The Mussel Feast – Birgit Vanderbeke (1990 trans. Jamie Bulloch 2013 Peirene) 105 pages
Trigger warning: discussion of domestic violence
Peirene Press are one of my favourite publishers, with a focus on European contemporary novellas which so far have given me some wonderful reading experiences. The Mussel Feast is no exception, as it carefully and precisely builds a picture of a family tyrannised by the father, over the course of one evening.
Narrated by the teenage daughter of the family as she prepares the titular celebratory meal alongside her mother and brother, they await the return of their father who has bagged a promotion. The daughter doesn’t much like mussels, but it is how the family traditionally celebrates.
“Anyway, the noise came from the pot and as I glanced over I couldn’t help looking at the clock, too: it said three minutes past six. And at that moment my mood changed abruptly. I stared at the noisy pot […] it was a distinctly strange noise, which made me feel creepy; we were already twitchy and nervous, and now there was this noise.”
The father is late back, and the narrator reflects on what is happening that evening and on what has gone before:
“He couldn’t stand my mother’s knackered face, and so she switched to her after-work face, which she would paint on quickly in the bathroom at half-past five, before my father came home. But this after-work face only lasted for an hour and needed reapplying.”
Everyone in the family remains unnamed, fitting with thesense that they are all trying to fulfil a role for the father and that who they actually are is of secondary importance:
“We all had to switch for my father, to become a proper family as he called it, because he hadn’t had a family, but he had developed the most detailed notion of what a proper family should be like, and he could be extremely sensitive if you undermined these notions.”
The father is a deeply inadequate man, ashamed of his past in the GDR, and trying to convince his family of his superiority. His children don’t conform to gender stereotypes which annoys him. His wife isn’t pretty enough by his standards. The fact that he squanders their money and is fairly useless all round, is by-the-by:
“My mother earned money and did menial work, boiling the nappies in a huge pot, and cooking and shopping and children, all of which drove him nuts; my father was not cut out for such trivial jobs , and back then we would have frozen if my mother hadn’t lugged sacks of coal.”
By the time the following passage came I already had a clear idea of what was going on in this family, but I still found the matter-of-fact tone in describing such abuse truly shocking:
“He was extremely assured in his taste; he didn’t like his taste being questioned. I couldn’t bear the wall unit, as I told them that evening, due to my head having been smashed against it on a number of occasions.”
The tension in the novella builds expertly as, like the family, we wait for the father to return.
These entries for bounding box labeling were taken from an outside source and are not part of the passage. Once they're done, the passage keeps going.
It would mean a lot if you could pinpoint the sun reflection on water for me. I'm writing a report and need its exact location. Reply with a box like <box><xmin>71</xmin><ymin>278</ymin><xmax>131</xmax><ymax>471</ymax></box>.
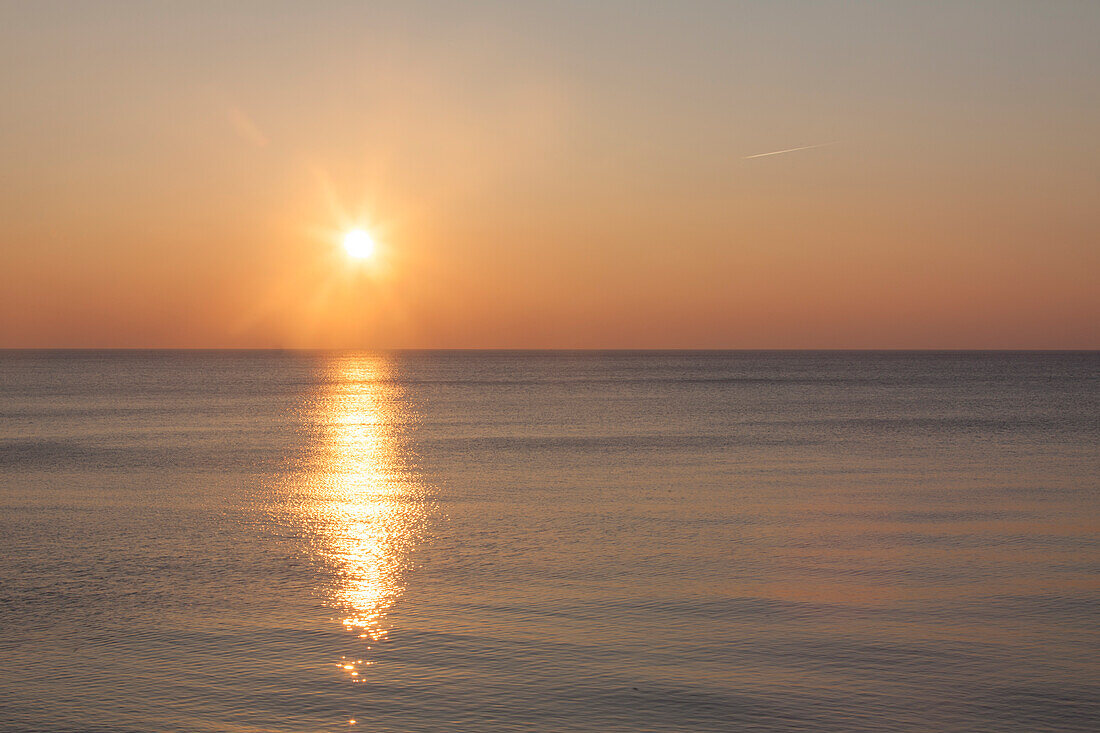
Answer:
<box><xmin>305</xmin><ymin>355</ymin><xmax>425</xmax><ymax>677</ymax></box>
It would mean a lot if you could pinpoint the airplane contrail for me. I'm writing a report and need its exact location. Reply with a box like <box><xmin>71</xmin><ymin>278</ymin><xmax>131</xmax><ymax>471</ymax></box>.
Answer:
<box><xmin>741</xmin><ymin>140</ymin><xmax>837</xmax><ymax>161</ymax></box>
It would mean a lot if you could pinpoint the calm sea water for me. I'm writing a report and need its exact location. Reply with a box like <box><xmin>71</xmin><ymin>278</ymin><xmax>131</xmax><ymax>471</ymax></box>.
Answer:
<box><xmin>0</xmin><ymin>352</ymin><xmax>1100</xmax><ymax>732</ymax></box>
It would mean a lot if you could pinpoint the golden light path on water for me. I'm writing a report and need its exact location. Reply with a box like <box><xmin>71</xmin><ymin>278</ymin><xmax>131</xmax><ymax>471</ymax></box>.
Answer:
<box><xmin>304</xmin><ymin>355</ymin><xmax>425</xmax><ymax>677</ymax></box>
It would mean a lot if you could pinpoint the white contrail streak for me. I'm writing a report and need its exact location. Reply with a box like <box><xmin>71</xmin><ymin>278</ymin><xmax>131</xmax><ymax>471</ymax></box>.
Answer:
<box><xmin>741</xmin><ymin>140</ymin><xmax>837</xmax><ymax>161</ymax></box>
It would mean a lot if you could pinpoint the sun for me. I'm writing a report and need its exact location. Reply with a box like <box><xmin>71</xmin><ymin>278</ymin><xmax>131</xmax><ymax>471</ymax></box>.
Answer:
<box><xmin>344</xmin><ymin>229</ymin><xmax>374</xmax><ymax>260</ymax></box>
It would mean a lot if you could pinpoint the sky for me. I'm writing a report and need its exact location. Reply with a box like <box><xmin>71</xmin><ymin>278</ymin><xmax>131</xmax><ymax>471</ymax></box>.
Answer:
<box><xmin>0</xmin><ymin>0</ymin><xmax>1100</xmax><ymax>349</ymax></box>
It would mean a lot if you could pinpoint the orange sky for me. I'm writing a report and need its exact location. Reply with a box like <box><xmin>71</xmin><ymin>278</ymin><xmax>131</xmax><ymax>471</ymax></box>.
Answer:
<box><xmin>0</xmin><ymin>2</ymin><xmax>1100</xmax><ymax>349</ymax></box>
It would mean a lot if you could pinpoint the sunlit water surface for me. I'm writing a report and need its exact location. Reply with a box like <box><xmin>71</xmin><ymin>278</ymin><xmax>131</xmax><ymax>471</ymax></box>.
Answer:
<box><xmin>0</xmin><ymin>352</ymin><xmax>1100</xmax><ymax>732</ymax></box>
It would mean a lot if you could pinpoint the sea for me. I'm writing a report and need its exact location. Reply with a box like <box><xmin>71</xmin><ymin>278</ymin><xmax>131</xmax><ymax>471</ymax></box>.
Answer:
<box><xmin>0</xmin><ymin>351</ymin><xmax>1100</xmax><ymax>733</ymax></box>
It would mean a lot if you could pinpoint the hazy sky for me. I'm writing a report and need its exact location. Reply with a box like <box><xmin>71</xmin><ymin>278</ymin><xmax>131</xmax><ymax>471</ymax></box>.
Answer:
<box><xmin>0</xmin><ymin>0</ymin><xmax>1100</xmax><ymax>348</ymax></box>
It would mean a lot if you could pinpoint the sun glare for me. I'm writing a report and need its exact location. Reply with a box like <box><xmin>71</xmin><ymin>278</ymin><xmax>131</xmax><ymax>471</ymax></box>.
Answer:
<box><xmin>344</xmin><ymin>229</ymin><xmax>374</xmax><ymax>260</ymax></box>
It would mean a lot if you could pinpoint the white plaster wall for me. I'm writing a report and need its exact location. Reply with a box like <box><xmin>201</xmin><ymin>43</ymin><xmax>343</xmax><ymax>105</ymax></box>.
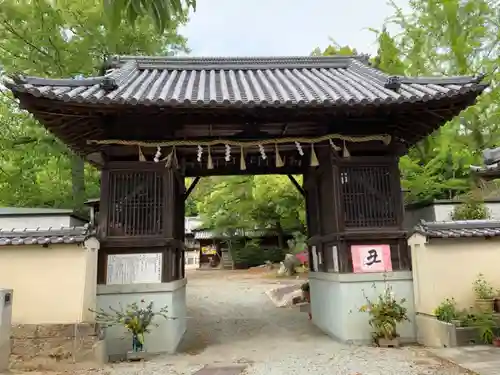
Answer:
<box><xmin>97</xmin><ymin>279</ymin><xmax>186</xmax><ymax>357</ymax></box>
<box><xmin>0</xmin><ymin>244</ymin><xmax>91</xmax><ymax>324</ymax></box>
<box><xmin>404</xmin><ymin>201</ymin><xmax>500</xmax><ymax>230</ymax></box>
<box><xmin>408</xmin><ymin>234</ymin><xmax>500</xmax><ymax>315</ymax></box>
<box><xmin>309</xmin><ymin>271</ymin><xmax>416</xmax><ymax>344</ymax></box>
<box><xmin>0</xmin><ymin>215</ymin><xmax>85</xmax><ymax>230</ymax></box>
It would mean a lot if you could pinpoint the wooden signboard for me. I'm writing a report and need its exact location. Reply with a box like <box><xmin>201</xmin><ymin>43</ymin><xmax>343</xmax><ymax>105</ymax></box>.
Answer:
<box><xmin>106</xmin><ymin>253</ymin><xmax>162</xmax><ymax>285</ymax></box>
<box><xmin>351</xmin><ymin>245</ymin><xmax>392</xmax><ymax>273</ymax></box>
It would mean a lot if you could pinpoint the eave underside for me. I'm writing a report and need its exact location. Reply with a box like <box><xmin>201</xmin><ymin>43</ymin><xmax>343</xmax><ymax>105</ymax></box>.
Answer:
<box><xmin>16</xmin><ymin>92</ymin><xmax>478</xmax><ymax>172</ymax></box>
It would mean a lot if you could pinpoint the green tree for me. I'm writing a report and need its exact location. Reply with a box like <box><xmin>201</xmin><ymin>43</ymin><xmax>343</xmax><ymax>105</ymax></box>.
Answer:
<box><xmin>374</xmin><ymin>0</ymin><xmax>500</xmax><ymax>201</ymax></box>
<box><xmin>103</xmin><ymin>0</ymin><xmax>196</xmax><ymax>33</ymax></box>
<box><xmin>311</xmin><ymin>38</ymin><xmax>358</xmax><ymax>56</ymax></box>
<box><xmin>195</xmin><ymin>175</ymin><xmax>305</xmax><ymax>247</ymax></box>
<box><xmin>0</xmin><ymin>0</ymin><xmax>186</xmax><ymax>209</ymax></box>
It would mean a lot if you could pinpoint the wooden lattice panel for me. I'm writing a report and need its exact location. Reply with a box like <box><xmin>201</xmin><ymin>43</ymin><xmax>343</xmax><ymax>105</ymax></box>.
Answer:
<box><xmin>340</xmin><ymin>165</ymin><xmax>399</xmax><ymax>228</ymax></box>
<box><xmin>107</xmin><ymin>170</ymin><xmax>165</xmax><ymax>237</ymax></box>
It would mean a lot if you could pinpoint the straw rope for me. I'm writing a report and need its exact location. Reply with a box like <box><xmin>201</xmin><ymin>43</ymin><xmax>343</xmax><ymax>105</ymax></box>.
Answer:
<box><xmin>87</xmin><ymin>134</ymin><xmax>391</xmax><ymax>148</ymax></box>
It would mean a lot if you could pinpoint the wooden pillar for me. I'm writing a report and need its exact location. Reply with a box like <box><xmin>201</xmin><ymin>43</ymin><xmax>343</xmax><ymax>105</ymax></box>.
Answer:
<box><xmin>98</xmin><ymin>162</ymin><xmax>185</xmax><ymax>284</ymax></box>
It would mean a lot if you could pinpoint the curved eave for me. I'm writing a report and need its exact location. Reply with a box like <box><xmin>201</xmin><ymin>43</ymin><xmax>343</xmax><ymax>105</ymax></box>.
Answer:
<box><xmin>5</xmin><ymin>82</ymin><xmax>488</xmax><ymax>109</ymax></box>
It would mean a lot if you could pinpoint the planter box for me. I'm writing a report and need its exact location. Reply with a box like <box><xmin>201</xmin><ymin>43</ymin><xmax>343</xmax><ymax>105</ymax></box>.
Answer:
<box><xmin>416</xmin><ymin>314</ymin><xmax>482</xmax><ymax>348</ymax></box>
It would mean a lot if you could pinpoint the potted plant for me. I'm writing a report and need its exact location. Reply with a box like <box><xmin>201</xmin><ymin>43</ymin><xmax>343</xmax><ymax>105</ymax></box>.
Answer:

The ending is ambiguous, but we know there are huge ramifications, because at the start of the novella the narrator tells us:
“what came in the wake of our abortive feast was so monumental that none of us have got over it yet”
Birgit Vanderbeke wrote this just before the fall of the Berlin Wall because “I wanted to understand how revolutions start.” In The Mussel Feast, it is a long time coming and also a matter of a few moments:
“Suddenly I no longer wanted him to come home, […] Mum looked at me, not as horrified as I’d expected, but with her head to one side, and then she smiled and said, well, we’ll see, and she didn’t sound as if she’d find it surprising or even terrible if he didn’t come home.”
The Mussel Feast has become a set text in Germany and deservedly so – the domestic setting is completely compelling but also has wider resonance which it carries lightly, the metaphorical never undermining the portrayal of abuse.